In a `DeltaXYZ` having `X(-3,2)`, `Y(-5,-6)` and `Z(-5,0)`, is perpendicular bisector of `YZ` same as median from `X`?

Answer 1

The equations are not the same.

Explanation:

Find the midpoint of YZ using the midpoint formula `((x_1+x_2)/2, (y_1+y_2)/2) = ((-5+ -5)/2, (0+ -6)/2) = (-5, -3)`

Since YZ is a vertical line: `x = -5`,
The perpendicular bisector is a horizontal line: `y = -3`

The median from X goes from `(-3, 2)` to the midpoint of YZ `(-5, -3)`:
`m_"median" = (y_2 - y_1)/(x_2 - x_1) = (-3 - 2)/(-5 - -3) = (-5)/(-2) = 5/2`

Equation of the median `y = mx + b`:
`y = 5/2 x +b`

Use either the midpoint or point X to find b:
`2 = 5/2 * -3/1 +b`
`2 = -15/2 + b`
`4/2 + 15/2 = 19/2 = b`

Equation of the median: `y = 5/2 x + 19/2`

Answer 2

Perpendicular bisector of `YZ` is not the same line as the median from `X`.

Explanation:

As the abscissa (i.e. `x`-coordinate) of `Y(-5,-6)` and `Z(-5,0)` both are `-5`, `YZ` is parallel to `y`-axis

and as such its perpendicular bisector will be parallel to `x`-axis.
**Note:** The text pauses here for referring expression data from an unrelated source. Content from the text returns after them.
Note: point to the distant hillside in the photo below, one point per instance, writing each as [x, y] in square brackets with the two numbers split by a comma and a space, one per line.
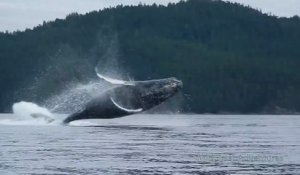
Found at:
[231, 58]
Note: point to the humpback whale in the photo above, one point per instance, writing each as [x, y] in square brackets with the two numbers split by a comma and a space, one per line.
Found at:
[126, 98]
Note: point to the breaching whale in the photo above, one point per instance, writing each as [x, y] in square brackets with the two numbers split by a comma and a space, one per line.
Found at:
[128, 97]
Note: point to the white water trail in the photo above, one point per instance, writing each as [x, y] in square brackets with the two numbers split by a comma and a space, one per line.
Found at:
[27, 113]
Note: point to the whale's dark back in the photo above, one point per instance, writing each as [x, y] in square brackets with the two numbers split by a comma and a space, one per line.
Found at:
[141, 95]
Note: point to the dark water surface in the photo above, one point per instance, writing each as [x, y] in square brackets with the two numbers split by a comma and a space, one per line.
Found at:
[153, 144]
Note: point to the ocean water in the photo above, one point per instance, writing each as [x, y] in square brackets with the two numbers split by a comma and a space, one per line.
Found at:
[152, 144]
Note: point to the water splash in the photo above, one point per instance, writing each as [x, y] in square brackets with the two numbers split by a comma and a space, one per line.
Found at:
[27, 113]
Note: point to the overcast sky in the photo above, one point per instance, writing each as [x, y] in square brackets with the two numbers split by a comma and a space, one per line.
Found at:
[22, 14]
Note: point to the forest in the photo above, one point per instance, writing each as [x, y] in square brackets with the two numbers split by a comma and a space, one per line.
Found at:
[231, 58]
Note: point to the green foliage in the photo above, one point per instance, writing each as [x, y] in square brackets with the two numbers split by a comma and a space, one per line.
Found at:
[231, 58]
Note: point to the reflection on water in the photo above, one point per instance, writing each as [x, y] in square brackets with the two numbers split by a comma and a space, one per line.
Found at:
[155, 144]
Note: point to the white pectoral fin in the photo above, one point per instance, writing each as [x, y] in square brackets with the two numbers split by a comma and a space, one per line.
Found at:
[125, 109]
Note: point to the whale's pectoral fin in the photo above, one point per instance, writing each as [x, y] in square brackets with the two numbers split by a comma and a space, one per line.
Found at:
[126, 109]
[115, 81]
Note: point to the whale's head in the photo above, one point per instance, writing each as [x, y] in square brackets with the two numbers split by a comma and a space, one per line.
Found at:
[146, 94]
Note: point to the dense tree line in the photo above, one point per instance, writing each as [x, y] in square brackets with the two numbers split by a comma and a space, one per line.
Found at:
[231, 58]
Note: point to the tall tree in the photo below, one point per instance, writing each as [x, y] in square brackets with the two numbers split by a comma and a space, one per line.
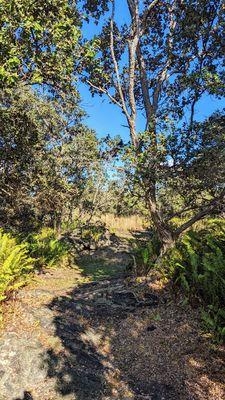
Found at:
[166, 58]
[39, 42]
[46, 158]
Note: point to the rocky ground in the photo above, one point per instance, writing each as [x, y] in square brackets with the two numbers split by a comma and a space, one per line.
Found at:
[89, 333]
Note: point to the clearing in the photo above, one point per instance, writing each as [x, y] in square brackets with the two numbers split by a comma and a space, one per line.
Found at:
[91, 333]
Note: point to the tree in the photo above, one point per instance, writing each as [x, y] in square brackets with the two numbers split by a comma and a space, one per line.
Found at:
[161, 63]
[39, 42]
[46, 158]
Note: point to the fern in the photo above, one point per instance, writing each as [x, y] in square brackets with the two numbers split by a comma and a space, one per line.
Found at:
[197, 264]
[15, 264]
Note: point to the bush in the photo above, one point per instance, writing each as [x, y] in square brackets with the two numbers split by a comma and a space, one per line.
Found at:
[197, 264]
[46, 248]
[15, 264]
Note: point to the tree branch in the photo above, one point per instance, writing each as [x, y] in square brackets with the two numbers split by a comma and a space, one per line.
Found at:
[115, 63]
[213, 205]
[102, 90]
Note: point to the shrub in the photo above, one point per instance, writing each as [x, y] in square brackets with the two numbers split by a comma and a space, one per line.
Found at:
[15, 264]
[46, 248]
[197, 264]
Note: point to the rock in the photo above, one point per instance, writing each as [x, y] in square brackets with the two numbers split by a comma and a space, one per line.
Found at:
[124, 298]
[151, 328]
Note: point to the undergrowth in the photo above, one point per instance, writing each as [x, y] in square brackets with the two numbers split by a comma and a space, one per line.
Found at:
[197, 265]
[15, 264]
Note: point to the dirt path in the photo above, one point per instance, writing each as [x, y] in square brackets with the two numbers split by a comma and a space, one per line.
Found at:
[72, 336]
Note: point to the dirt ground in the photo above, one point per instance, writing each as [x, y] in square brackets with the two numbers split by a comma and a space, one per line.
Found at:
[91, 333]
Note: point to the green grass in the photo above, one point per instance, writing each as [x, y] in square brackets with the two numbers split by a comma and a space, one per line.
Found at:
[99, 268]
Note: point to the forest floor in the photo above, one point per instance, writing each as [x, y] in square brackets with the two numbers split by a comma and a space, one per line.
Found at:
[90, 333]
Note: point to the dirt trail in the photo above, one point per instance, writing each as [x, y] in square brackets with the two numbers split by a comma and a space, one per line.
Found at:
[87, 333]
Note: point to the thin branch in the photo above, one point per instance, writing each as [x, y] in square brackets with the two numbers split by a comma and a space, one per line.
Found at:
[146, 14]
[115, 63]
[213, 205]
[102, 90]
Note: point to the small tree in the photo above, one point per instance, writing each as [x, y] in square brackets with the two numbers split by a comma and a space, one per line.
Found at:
[39, 42]
[161, 63]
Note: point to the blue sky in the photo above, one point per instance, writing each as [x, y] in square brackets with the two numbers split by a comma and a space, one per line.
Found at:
[106, 118]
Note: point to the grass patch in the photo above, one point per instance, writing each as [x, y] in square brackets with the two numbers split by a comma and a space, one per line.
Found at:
[99, 268]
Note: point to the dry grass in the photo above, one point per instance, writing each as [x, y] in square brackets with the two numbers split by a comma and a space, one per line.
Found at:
[123, 224]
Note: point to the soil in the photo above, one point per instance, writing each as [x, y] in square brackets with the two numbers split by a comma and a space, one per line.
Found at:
[91, 333]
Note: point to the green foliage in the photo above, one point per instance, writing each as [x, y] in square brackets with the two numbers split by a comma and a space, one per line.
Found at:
[197, 264]
[39, 41]
[146, 255]
[91, 233]
[15, 264]
[46, 248]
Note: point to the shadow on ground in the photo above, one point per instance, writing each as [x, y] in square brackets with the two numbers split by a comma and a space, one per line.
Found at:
[86, 321]
[26, 396]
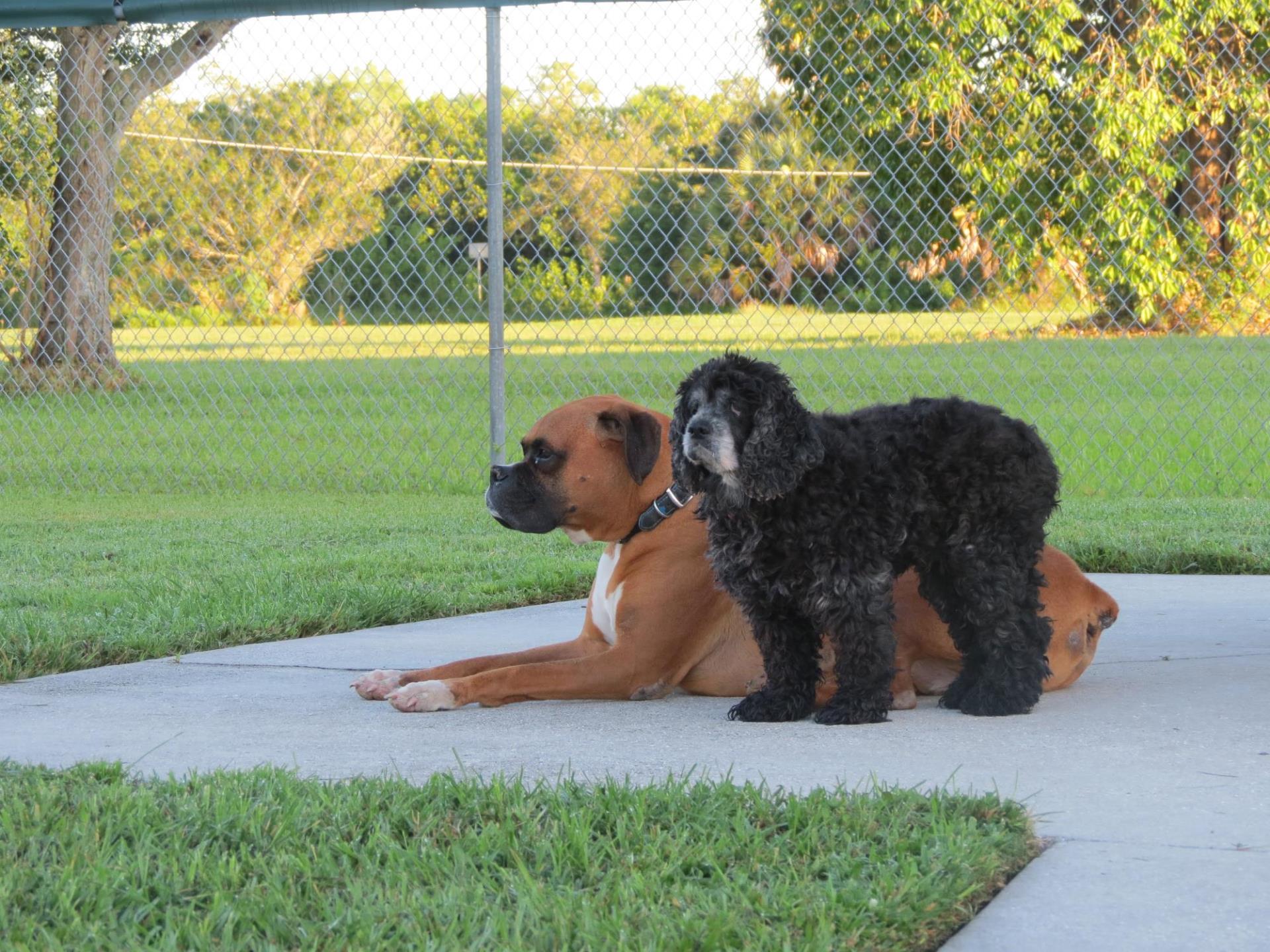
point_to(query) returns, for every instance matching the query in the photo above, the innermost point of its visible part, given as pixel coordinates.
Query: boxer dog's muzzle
(519, 495)
(579, 459)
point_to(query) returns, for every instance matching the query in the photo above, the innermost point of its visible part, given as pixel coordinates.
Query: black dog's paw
(986, 699)
(767, 706)
(853, 711)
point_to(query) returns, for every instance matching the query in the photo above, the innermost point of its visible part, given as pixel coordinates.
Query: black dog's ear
(642, 434)
(783, 444)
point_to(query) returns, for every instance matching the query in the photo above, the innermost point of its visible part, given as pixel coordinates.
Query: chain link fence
(258, 255)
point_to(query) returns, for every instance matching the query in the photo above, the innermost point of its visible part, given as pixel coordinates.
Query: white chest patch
(603, 603)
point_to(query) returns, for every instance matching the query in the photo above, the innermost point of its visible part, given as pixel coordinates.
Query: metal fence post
(494, 234)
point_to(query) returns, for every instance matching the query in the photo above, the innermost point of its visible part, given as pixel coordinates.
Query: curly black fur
(810, 518)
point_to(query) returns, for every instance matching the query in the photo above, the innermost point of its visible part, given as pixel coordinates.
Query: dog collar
(662, 509)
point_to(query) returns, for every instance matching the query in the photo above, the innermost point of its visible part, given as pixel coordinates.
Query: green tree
(95, 78)
(575, 206)
(267, 216)
(1126, 141)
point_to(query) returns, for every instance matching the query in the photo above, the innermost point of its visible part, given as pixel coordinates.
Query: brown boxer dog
(654, 621)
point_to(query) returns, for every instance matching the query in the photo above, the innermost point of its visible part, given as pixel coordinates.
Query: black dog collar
(662, 509)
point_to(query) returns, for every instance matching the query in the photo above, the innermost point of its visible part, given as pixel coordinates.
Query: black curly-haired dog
(810, 518)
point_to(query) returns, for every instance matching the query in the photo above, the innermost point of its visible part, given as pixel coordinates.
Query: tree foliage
(1124, 141)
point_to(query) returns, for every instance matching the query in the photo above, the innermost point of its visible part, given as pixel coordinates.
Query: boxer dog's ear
(642, 434)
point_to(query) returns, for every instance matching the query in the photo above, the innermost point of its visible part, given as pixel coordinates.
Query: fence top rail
(480, 163)
(88, 13)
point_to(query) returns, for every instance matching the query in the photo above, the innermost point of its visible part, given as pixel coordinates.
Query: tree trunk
(1199, 193)
(74, 315)
(95, 99)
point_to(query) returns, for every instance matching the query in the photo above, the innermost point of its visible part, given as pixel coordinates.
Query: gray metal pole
(494, 234)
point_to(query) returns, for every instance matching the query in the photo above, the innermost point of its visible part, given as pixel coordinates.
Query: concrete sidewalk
(1152, 774)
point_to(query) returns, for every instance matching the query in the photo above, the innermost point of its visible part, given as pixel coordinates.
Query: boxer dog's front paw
(378, 684)
(423, 696)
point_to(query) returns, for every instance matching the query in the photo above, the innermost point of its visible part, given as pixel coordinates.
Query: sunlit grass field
(362, 408)
(261, 484)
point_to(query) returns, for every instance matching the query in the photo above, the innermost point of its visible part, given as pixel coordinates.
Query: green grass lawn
(99, 579)
(1171, 416)
(91, 858)
(276, 483)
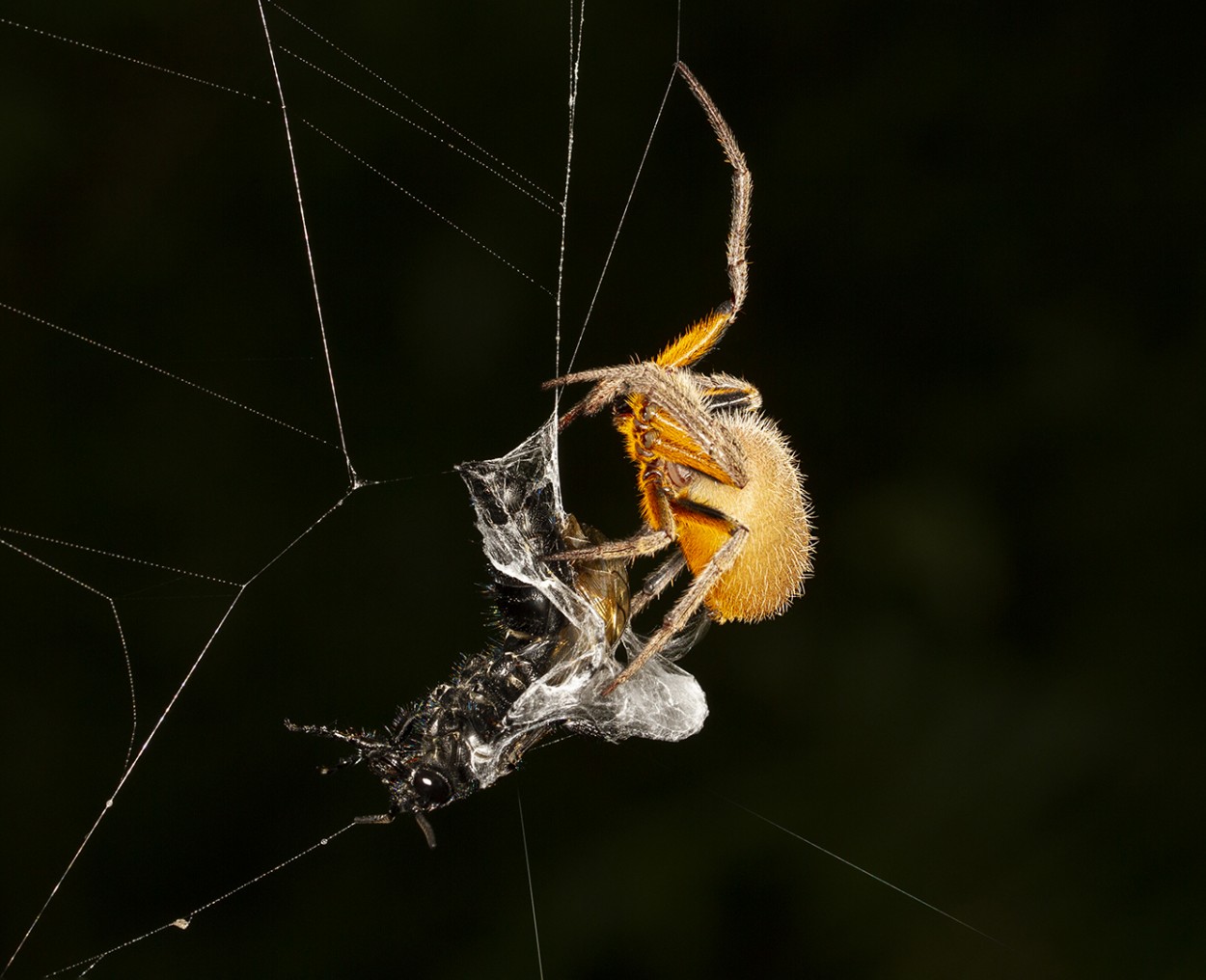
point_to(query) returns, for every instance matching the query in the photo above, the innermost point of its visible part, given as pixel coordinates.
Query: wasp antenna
(425, 825)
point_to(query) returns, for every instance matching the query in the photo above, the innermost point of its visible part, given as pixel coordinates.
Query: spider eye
(430, 787)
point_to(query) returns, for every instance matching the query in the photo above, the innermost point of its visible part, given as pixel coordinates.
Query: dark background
(975, 307)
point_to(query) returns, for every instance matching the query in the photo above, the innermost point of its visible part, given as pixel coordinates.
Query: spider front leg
(689, 602)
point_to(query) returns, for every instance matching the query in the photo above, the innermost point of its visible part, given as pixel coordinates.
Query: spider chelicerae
(717, 477)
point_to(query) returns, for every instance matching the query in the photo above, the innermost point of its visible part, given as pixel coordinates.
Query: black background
(975, 305)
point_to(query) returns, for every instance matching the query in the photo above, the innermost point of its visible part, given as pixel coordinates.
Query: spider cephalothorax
(715, 476)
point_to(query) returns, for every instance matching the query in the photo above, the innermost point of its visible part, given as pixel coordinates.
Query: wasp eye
(430, 788)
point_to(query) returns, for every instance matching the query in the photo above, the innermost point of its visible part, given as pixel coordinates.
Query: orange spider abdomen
(771, 568)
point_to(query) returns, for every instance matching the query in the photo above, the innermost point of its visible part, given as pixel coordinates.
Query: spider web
(179, 482)
(173, 401)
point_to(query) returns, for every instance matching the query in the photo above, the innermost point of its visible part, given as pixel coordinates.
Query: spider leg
(743, 187)
(656, 581)
(688, 603)
(644, 541)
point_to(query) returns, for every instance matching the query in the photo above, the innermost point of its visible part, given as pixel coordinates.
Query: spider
(717, 477)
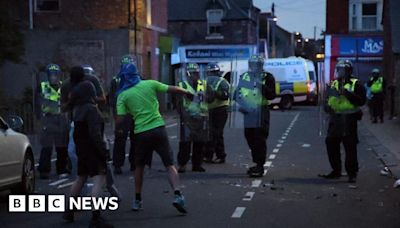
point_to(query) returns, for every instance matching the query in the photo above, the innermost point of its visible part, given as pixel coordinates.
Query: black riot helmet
(213, 69)
(344, 69)
(375, 73)
(256, 63)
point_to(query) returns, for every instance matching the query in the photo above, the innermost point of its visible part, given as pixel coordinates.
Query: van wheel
(27, 184)
(286, 102)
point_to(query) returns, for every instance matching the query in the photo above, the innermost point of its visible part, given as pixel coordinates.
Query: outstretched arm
(179, 90)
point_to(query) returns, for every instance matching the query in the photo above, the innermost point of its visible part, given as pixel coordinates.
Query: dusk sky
(297, 15)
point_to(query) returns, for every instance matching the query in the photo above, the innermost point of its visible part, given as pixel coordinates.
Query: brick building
(391, 22)
(354, 31)
(74, 32)
(213, 30)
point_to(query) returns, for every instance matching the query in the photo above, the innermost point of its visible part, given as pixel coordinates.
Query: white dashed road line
(171, 125)
(255, 183)
(268, 164)
(65, 185)
(58, 182)
(249, 196)
(238, 212)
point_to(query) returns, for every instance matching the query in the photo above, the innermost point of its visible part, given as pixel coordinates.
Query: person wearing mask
(194, 132)
(255, 88)
(377, 86)
(139, 99)
(54, 124)
(90, 76)
(88, 137)
(218, 101)
(125, 129)
(344, 98)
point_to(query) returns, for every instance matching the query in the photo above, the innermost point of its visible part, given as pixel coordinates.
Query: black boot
(331, 175)
(98, 221)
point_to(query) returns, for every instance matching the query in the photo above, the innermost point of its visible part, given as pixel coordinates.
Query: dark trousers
(185, 149)
(256, 139)
(350, 146)
(121, 137)
(61, 163)
(377, 106)
(218, 118)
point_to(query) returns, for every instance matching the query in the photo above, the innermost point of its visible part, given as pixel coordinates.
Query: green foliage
(11, 39)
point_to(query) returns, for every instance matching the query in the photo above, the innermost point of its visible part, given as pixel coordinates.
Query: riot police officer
(218, 101)
(344, 98)
(255, 88)
(377, 87)
(54, 124)
(193, 120)
(125, 128)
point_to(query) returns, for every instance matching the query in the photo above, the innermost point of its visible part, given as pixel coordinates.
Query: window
(47, 5)
(354, 17)
(365, 15)
(148, 12)
(369, 16)
(214, 21)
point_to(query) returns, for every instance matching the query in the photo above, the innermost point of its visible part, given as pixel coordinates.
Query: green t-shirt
(141, 102)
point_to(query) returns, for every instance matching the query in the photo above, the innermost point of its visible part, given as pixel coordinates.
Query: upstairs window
(214, 21)
(369, 16)
(47, 6)
(365, 15)
(148, 12)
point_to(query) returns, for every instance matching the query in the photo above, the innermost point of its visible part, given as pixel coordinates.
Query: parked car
(17, 167)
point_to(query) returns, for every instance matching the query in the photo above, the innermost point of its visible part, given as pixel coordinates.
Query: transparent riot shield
(193, 112)
(322, 99)
(247, 104)
(53, 123)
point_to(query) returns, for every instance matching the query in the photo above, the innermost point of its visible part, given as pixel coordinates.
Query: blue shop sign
(361, 46)
(223, 53)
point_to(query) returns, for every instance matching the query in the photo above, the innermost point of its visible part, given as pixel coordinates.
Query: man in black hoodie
(88, 136)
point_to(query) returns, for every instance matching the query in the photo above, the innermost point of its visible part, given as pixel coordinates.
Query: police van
(295, 78)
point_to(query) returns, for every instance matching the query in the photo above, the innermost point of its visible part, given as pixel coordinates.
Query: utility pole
(315, 32)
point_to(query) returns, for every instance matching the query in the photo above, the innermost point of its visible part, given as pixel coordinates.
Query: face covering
(129, 78)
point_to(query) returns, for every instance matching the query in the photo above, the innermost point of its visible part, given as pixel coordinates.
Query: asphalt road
(289, 195)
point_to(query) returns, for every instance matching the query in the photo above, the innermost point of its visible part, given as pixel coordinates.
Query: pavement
(289, 195)
(383, 139)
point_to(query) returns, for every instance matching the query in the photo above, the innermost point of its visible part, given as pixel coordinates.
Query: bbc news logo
(58, 203)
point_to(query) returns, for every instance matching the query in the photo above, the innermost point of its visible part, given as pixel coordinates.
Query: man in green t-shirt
(139, 99)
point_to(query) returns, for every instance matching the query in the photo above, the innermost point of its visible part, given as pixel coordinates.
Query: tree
(11, 39)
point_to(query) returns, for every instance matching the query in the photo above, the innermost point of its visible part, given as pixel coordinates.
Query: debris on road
(353, 186)
(396, 184)
(385, 171)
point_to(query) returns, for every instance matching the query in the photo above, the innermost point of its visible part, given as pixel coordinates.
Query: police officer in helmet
(54, 124)
(193, 117)
(344, 98)
(125, 128)
(377, 86)
(256, 87)
(218, 101)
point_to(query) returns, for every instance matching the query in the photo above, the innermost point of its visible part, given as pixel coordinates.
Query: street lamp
(274, 19)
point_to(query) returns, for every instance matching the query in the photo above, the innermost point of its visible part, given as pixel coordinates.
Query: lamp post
(272, 40)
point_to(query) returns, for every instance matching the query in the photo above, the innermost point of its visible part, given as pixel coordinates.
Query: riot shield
(247, 104)
(194, 119)
(322, 99)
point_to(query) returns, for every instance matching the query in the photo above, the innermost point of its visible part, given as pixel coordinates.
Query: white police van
(294, 76)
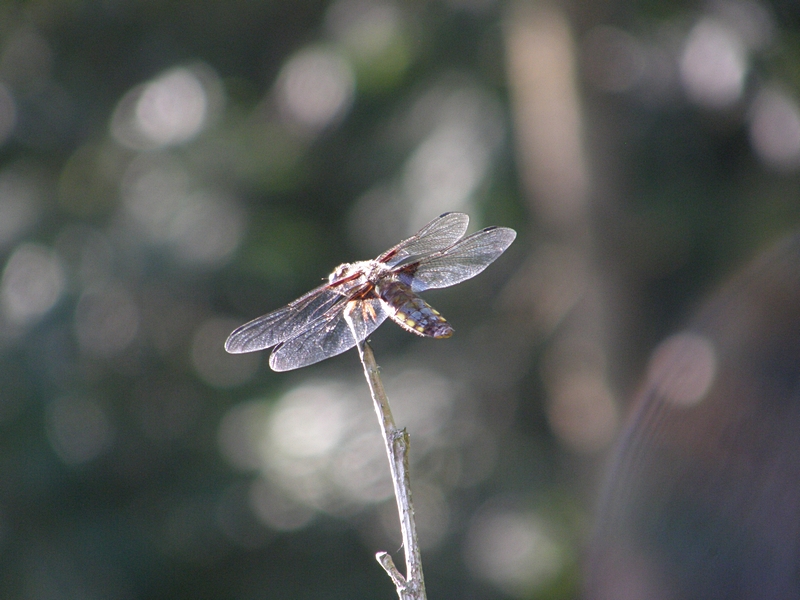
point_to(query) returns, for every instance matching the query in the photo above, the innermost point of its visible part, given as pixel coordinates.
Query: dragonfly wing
(284, 323)
(445, 230)
(462, 260)
(329, 336)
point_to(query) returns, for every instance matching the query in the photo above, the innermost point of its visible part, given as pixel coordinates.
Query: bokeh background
(169, 170)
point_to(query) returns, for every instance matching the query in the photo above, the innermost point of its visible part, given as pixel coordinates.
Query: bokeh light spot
(683, 368)
(513, 550)
(713, 65)
(171, 109)
(775, 129)
(201, 227)
(315, 88)
(33, 281)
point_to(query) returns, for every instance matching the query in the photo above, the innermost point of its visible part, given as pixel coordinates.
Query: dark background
(169, 170)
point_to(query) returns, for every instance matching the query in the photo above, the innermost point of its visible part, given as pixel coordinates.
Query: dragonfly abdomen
(411, 312)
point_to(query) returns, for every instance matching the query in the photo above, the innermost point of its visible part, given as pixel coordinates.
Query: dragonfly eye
(339, 272)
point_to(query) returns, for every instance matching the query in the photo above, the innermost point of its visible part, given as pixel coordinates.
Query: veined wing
(440, 233)
(330, 335)
(462, 260)
(284, 323)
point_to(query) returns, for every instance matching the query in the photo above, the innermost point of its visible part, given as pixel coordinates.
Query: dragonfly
(359, 296)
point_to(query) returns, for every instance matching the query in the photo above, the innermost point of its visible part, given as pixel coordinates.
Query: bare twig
(412, 586)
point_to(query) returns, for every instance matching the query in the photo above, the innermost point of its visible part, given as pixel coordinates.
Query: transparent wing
(329, 336)
(462, 260)
(437, 235)
(284, 323)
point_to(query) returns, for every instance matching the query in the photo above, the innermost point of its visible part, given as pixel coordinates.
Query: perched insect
(359, 296)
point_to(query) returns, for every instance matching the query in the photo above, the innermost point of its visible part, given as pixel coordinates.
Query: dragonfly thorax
(360, 272)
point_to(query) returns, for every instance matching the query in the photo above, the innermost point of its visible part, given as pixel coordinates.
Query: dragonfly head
(342, 271)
As midpoint of `YZ` is `P((-5-5)/2,(0+6)/2)` i.e. `(-5,-3)`,

equation of perpendicular bisector is `y+3=0`.

and median from `X(-3,2)` is `XP` and its equation is

`(y-2)/(3-2)=(x-(-3))/(-5-(-3))`

or `(y-2)/1=(x+3)/(-2)`

or `x+3=-2y+4`

or `x+2y-1=0`

Note it is different from the equation of median given in question.

Obviously perpendicular bisector of `YZ` is not the same line as the median from `X`.